I’ve also been to the old part of the city and toured the vast temple complexes, seen streets lined with shops selling giant gold Buddhas — where do they all go? — ridden the express boats on the river and the SANSAB boats along the canals. The canals, in particular, give Bangkok a unique flavor, both as a means of transport that gets you around the impossible traffic, and as the backdrop for fascinating alleyways that are essentially an extension of people’s homes, especially across the river in the Thonburi district.

Moving on up

So Bangkok has been alternately exhausting, exhilarating, frustrating, lonely, social. I’ve been all over the place, basically — geographically and emotionally. I’m hoping things can settle into more of a flow as I move along.

Today I’m moving on to my next destination, Ayutthaya. I’ll go after I have lunch with a woman I met who works for the UN monitoring human rights in the region.

I’m nervous about the actual travel part of travel — more so than I need to be, I know.

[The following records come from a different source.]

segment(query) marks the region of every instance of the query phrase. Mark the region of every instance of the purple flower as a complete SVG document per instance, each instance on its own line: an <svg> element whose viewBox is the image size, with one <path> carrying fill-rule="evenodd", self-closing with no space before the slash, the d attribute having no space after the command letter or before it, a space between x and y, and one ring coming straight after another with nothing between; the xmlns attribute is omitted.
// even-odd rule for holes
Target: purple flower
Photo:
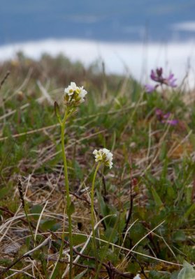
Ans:
<svg viewBox="0 0 195 279"><path fill-rule="evenodd" d="M173 74L170 74L169 76L166 79L167 85L171 87L176 87L177 84L175 84L177 79L174 78Z"/></svg>
<svg viewBox="0 0 195 279"><path fill-rule="evenodd" d="M162 123L167 123L169 125L171 125L172 126L175 126L177 124L178 124L178 120L177 119L168 119L168 120L163 120L161 121Z"/></svg>
<svg viewBox="0 0 195 279"><path fill-rule="evenodd" d="M176 87L175 81L177 79L174 77L174 75L171 73L168 77L163 76L162 68L157 68L156 70L151 70L150 78L154 82L159 82L161 84L166 84L171 87Z"/></svg>
<svg viewBox="0 0 195 279"><path fill-rule="evenodd" d="M154 90L155 90L155 88L156 88L156 86L154 86L153 85L150 85L150 84L145 84L145 91L147 93L152 92Z"/></svg>
<svg viewBox="0 0 195 279"><path fill-rule="evenodd" d="M163 83L164 79L163 78L162 73L163 73L162 68L157 68L156 70L156 73L154 72L154 70L152 70L150 74L151 80L157 82Z"/></svg>

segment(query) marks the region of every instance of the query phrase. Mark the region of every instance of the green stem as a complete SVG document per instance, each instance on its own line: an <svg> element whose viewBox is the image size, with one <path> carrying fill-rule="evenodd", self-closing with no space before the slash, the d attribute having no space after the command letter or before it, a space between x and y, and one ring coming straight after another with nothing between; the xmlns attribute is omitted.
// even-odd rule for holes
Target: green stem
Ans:
<svg viewBox="0 0 195 279"><path fill-rule="evenodd" d="M31 222L30 222L30 220L29 220L29 216L28 216L28 213L27 213L27 208L26 208L25 204L24 204L24 206L23 208L24 208L24 211L25 216L27 217L27 221L28 221L28 223L29 223L29 229L30 229L30 231L31 231L31 236L32 236L32 239L33 239L33 241L34 241L34 246L35 247L36 246L36 239L35 239L35 237L34 237L34 233L33 233L33 231L32 231L32 228L31 228Z"/></svg>
<svg viewBox="0 0 195 279"><path fill-rule="evenodd" d="M97 259L97 252L96 252L96 234L94 229L95 225L95 216L94 216L94 186L95 186L95 181L97 174L97 172L99 169L101 162L99 162L96 168L95 169L95 172L93 177L92 186L92 191L91 191L91 214L92 214L92 242L94 250L95 258ZM96 265L97 266L98 262L96 261Z"/></svg>
<svg viewBox="0 0 195 279"><path fill-rule="evenodd" d="M64 172L65 176L65 191L66 193L66 213L68 215L68 234L69 234L69 244L70 244L70 269L69 269L69 279L72 278L72 266L73 266L73 236L72 236L72 219L71 219L71 213L70 212L70 205L71 205L71 197L69 193L69 184L68 184L68 170L67 170L67 163L66 163L66 156L64 148L64 131L65 131L65 125L66 121L68 118L68 110L66 110L64 119L61 124L61 143L62 143L62 158L64 162ZM65 196L64 196L64 199ZM64 223L63 226L63 234L62 237L62 245L64 246ZM63 247L63 246L62 246Z"/></svg>

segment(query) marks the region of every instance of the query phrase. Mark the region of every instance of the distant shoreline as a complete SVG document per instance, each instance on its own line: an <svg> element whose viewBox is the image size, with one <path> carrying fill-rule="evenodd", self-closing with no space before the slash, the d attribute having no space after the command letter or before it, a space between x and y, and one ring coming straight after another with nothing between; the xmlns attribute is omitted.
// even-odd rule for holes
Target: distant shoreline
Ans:
<svg viewBox="0 0 195 279"><path fill-rule="evenodd" d="M61 53L85 66L101 60L108 73L131 75L142 83L147 82L151 68L161 66L166 73L174 73L180 84L189 66L195 65L195 40L143 44L47 39L0 45L0 61L15 59L19 51L34 59L38 59L43 53L53 56ZM195 87L194 77L195 68L192 68L187 81L189 88Z"/></svg>

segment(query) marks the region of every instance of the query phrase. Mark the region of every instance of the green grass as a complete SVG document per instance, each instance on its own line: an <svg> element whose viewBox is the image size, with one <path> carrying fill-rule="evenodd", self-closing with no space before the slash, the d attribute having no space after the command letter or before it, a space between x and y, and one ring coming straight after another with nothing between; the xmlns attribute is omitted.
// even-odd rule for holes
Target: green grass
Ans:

A Thai friend has offered to drive me to the Victory Monument, where you can pick up minivans to Ayutthaya, and I have a room booked on the other end, and all of my stuff is in my bag, so what’s the problem? I don’t know. I’m just nervous.

Part of it is the ongoing lack of sleep that will pass in a few more days. Part of it is the travel jitters I always get when I go into something unfamiliar. But I feel like I need a vacation from my vacation already. Bangkok is the kind of city where I push myself too hard to do everything, to keep going, to see what’s around the next corner. I’m hoping Ayutthaya will be a mellower place where I can spend a day or two doing nothing and not worrying about it. I need to remember, too, that I’m going to be at this for quite a while. I need to pace myself. Six months is a long time, and I’m only six days in.